Mitt Romney’s top economic adviser continued his post-election about-face on Monday, pushing for raising more tax revenue from the rich as a way to start paying down the federal deficit.So is this The Great Republican Capitulation? Nope, because there's a caveat—the same caveat that both John Boehner and Mitch McConnell have attached to their stated willingness to raise tax revenue:
“Obviously, we would be better in my view if we didn’t raise taxes on anyone and we did everything on the spending side,” Glenn Hubbard, the dean of Columbia’s business school, said on MSNBC’s “Morning Joe.” “We just had an election. We’re going to have to have some compromise. And I think step one is figure out how to raise some revenue without killing the economy.”
Hubbard said revenue should only come in the form of eliminating deductions, not by increasing tax rates, as President Barack Obama has suggested.In other words, as David Dayen noted last week, Hubbard and others like him aren't actually calling for higher taxes—in fact, they are calling for keeping the Bush tax cuts in place. Yes, they are adding lots of fluff about being interested in raising revenue through tax reform, but when guys whose entire economic ideology is built around the concept that cutting taxes creates economic growth start talking about higher tax revenue, your bullshit detector should start flashing.
The reason that these guys are trying to sound reasonable is that they hope they can convince Democrats to extend all Bush tax cuts—including for income over $250,000—in exchange for a promise to include additional revenue in tax reform. If Democrats made the mistake of believing them, these Republicans would certainly renege on their offer as soon as the Bush tax cuts got extended.
The fact that this is their strategy isn't a big secret. As conservative pundit Byron York put it last week, conservatives are "pretty nervous" about taxes. They oppose tax hikes but don't want to "find themselves in the position of defending tax cuts for the highest income brackets."

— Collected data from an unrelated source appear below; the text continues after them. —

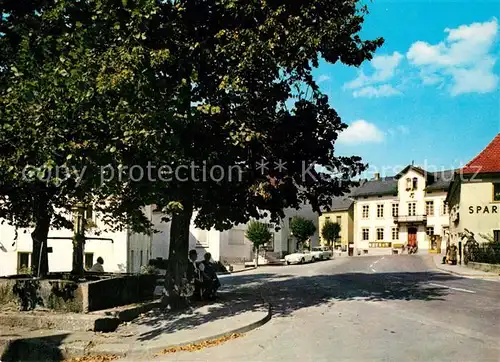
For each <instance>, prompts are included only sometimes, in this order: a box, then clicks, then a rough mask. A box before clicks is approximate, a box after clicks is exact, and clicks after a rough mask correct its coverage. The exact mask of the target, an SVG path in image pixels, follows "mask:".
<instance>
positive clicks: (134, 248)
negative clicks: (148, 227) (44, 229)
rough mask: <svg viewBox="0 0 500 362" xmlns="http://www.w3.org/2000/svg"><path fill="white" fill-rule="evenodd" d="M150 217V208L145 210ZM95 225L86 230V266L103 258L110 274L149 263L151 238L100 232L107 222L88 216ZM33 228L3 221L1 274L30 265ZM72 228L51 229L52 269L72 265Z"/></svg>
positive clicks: (125, 271) (134, 235) (51, 257)
mask: <svg viewBox="0 0 500 362" xmlns="http://www.w3.org/2000/svg"><path fill="white" fill-rule="evenodd" d="M144 212H145V214H146V215H147V216H149V217H151V208H150V207H148V208H146V209H145V210H144ZM88 219H90V220H91V221H92V222H93V224H95V226H96V227H95V228H93V229H91V230H90V231H88V232H87V233H86V237H87V241H86V242H85V248H84V253H85V254H84V264H85V267H86V268H87V269H90V268H91V267H92V265H93V264H94V263H95V262H96V261H97V258H98V257H102V258H103V260H104V265H103V267H104V270H105V271H106V272H111V273H126V272H128V273H138V272H140V269H141V266H142V265H147V263H148V261H149V258H150V257H151V248H152V237H151V236H150V235H145V234H137V233H133V232H131V231H130V230H126V229H125V230H123V231H119V232H101V233H99V234H97V233H96V232H95V230H97V229H101V230H104V229H105V228H104V225H103V223H102V222H101V221H100V219H99V215H97V214H93V215H91V216H90V217H88ZM32 231H33V230H32V229H31V228H20V229H17V230H16V228H14V227H13V226H10V225H8V224H7V223H6V222H4V223H0V276H6V275H14V274H17V273H18V272H19V271H20V270H21V271H22V270H23V269H26V268H29V267H30V266H31V261H32V260H31V256H32V239H31V232H32ZM72 240H73V230H68V229H61V230H56V229H51V230H50V231H49V236H48V240H47V246H48V247H49V248H52V252H51V253H49V255H48V257H49V271H51V272H63V271H65V272H67V271H70V270H71V268H72V255H73V243H72Z"/></svg>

Republicans are in a weak position on taxes and they know it—the last thing they want to do after losing the election is to choose between holding middle-class taxes hostage and accepting a rate hike on the top 2 percent. And the reason that they are trying to sound reasonable on taxes without actually agreeing to increase them is that their only shot of avoiding that choice is to somehow convince Democrats that they've finally seen the light and will accept additional tax revenue as part of tax reform. But given that the GOP's biggest condition is that Democrats extend the Bush tax cuts on the wealthy, only a fool wouldn't be able to see through the Republican's latest gambit.